In another store I bought a piece of Gamelost, which Tine produces in the town of Vik on the Sognefjord. Gamelost means old cheese. ” You will not like it” said the polite young man in the store who cut off a piece for me. I think I saw him shake his head as I was leaving the store. This cheese is make from sour skim milk. Once the curds have formed, they are rubbed with the molds that give the cheese its very strong flavor. The cheese is unusually grainy and falls apart when you try to cut it – it has the consistency of a dry cupcake. In your mouth it is surprisingly chewy and it does take a while to grow on you.

Geitost II
Brunost, thinly sliced

Back from Norway I used a Norwegian invention, Thor Bjørklund’s cheese slicer, to peel thin slices of Undredal Brunost of my dainty little block and I felt relief with the first taste. This was creamy, goaty, complex cheese-stuff. It does have a bit of that salty, musty cheese flavor, before you taste the caramel, which eventually morphs into…licorice. I know, I know, this doesn’t make it sound any better maybe, if you were already skeptical. But believe me, once you have put aside any preconceived notions of what cheese should taste like, there is a world of flavors packed into a good block of brunost.
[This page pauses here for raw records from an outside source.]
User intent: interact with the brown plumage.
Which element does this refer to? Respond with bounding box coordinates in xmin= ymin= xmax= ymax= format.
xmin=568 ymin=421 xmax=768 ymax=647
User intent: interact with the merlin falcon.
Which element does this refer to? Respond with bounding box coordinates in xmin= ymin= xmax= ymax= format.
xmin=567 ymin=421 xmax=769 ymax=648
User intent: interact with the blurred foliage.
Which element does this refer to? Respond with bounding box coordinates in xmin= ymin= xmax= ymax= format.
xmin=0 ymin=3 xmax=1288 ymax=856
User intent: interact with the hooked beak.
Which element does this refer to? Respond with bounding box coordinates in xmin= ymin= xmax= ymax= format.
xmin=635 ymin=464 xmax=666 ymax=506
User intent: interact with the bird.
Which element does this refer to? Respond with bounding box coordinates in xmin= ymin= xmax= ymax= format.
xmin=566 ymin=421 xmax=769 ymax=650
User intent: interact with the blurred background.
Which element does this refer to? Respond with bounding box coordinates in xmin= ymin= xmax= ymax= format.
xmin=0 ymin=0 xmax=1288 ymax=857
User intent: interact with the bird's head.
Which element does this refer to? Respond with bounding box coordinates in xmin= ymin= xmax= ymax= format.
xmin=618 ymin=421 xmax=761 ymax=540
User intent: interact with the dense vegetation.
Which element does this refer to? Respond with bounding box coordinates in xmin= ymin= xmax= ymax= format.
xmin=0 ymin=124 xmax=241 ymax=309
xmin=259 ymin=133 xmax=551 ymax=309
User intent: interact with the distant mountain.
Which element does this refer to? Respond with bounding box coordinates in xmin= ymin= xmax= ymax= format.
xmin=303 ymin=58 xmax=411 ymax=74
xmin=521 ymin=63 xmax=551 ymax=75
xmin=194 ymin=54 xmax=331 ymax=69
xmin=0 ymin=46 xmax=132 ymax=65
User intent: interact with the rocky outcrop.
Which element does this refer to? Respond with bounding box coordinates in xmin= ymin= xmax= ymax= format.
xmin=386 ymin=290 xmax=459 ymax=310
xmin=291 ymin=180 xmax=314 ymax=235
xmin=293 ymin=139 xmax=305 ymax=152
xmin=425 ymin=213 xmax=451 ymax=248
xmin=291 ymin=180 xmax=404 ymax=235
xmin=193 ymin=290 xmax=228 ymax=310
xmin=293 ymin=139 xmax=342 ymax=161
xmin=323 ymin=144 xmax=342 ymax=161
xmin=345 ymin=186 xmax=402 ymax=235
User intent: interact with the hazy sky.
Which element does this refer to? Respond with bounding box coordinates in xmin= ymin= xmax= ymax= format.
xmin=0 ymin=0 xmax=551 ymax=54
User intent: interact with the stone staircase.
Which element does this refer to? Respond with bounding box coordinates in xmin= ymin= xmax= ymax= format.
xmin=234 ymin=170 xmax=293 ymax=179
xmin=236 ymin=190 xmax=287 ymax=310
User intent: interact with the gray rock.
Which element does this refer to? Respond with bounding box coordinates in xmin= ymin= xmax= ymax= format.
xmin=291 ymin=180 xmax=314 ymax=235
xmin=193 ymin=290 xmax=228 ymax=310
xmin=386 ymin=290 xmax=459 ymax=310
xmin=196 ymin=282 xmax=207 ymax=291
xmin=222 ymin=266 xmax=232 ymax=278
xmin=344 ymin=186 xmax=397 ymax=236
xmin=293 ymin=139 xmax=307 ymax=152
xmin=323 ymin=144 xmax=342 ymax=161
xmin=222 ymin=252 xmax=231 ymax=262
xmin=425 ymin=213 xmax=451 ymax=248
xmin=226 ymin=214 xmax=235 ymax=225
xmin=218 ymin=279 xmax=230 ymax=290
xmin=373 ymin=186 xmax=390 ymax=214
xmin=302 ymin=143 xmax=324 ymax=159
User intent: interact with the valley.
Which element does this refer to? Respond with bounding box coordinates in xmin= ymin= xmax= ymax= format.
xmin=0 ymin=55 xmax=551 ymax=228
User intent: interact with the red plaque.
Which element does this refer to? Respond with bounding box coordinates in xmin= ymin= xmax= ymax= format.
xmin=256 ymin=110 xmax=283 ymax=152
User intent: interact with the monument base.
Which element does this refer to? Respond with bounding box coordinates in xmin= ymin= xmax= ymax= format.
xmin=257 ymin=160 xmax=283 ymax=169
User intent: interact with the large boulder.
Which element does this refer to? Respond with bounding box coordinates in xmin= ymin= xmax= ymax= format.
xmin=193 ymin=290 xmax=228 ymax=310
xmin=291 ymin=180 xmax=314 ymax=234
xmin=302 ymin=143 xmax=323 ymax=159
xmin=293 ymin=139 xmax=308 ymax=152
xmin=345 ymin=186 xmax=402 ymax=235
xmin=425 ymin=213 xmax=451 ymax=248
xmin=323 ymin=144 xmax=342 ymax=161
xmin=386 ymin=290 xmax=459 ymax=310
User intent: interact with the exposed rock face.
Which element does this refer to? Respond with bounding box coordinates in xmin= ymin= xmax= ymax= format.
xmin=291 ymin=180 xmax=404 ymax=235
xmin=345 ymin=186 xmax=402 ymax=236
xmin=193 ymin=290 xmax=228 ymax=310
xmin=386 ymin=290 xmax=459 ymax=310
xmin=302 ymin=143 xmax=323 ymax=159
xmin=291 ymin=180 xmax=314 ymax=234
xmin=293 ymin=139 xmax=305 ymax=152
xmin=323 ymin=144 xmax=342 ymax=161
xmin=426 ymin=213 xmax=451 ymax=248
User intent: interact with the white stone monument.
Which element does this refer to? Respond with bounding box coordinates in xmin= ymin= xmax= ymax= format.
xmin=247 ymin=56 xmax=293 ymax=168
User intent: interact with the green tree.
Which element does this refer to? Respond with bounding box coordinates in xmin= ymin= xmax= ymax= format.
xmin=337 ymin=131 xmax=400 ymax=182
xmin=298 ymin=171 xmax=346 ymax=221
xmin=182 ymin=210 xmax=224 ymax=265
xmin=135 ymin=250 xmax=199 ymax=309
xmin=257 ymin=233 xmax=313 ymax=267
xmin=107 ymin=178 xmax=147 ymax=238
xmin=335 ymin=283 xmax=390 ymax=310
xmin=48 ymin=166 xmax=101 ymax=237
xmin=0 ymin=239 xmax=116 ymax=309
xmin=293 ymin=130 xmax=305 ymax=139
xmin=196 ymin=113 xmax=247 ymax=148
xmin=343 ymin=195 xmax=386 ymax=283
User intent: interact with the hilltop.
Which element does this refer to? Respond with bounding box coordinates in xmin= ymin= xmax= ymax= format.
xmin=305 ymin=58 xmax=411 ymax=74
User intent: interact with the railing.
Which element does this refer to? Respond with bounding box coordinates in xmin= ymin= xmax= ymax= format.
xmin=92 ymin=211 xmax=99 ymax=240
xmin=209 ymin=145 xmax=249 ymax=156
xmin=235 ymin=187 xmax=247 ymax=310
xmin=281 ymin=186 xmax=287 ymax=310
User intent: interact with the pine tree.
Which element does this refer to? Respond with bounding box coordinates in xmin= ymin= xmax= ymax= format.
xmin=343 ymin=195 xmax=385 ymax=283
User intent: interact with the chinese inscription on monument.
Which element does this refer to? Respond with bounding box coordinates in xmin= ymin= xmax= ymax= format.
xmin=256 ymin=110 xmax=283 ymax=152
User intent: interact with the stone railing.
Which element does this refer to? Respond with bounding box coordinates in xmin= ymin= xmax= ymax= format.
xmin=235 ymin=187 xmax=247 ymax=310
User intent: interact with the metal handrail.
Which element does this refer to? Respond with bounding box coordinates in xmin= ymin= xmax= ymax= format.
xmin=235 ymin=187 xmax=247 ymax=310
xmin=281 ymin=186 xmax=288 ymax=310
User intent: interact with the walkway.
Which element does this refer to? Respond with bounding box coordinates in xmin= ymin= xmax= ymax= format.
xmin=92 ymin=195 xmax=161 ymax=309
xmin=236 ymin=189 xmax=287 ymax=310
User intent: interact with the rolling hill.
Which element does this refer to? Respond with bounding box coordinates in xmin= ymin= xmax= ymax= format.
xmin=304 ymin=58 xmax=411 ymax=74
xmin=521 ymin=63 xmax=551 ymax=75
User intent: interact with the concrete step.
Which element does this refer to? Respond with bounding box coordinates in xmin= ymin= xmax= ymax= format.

Slice it thinly (if you do not own a cheese slicer – don’t let that drop out in polite conversation – just quickly get one, you troglodyte) and lay it out on knäckebröd from your local IKEA, or on your own favorite kind of bread and happy Norwegian goats and cows on green pastures surrounded by steep granite cliffs will appear before your mind’s eye and you will bite into a small piece of Norway – kjempegod!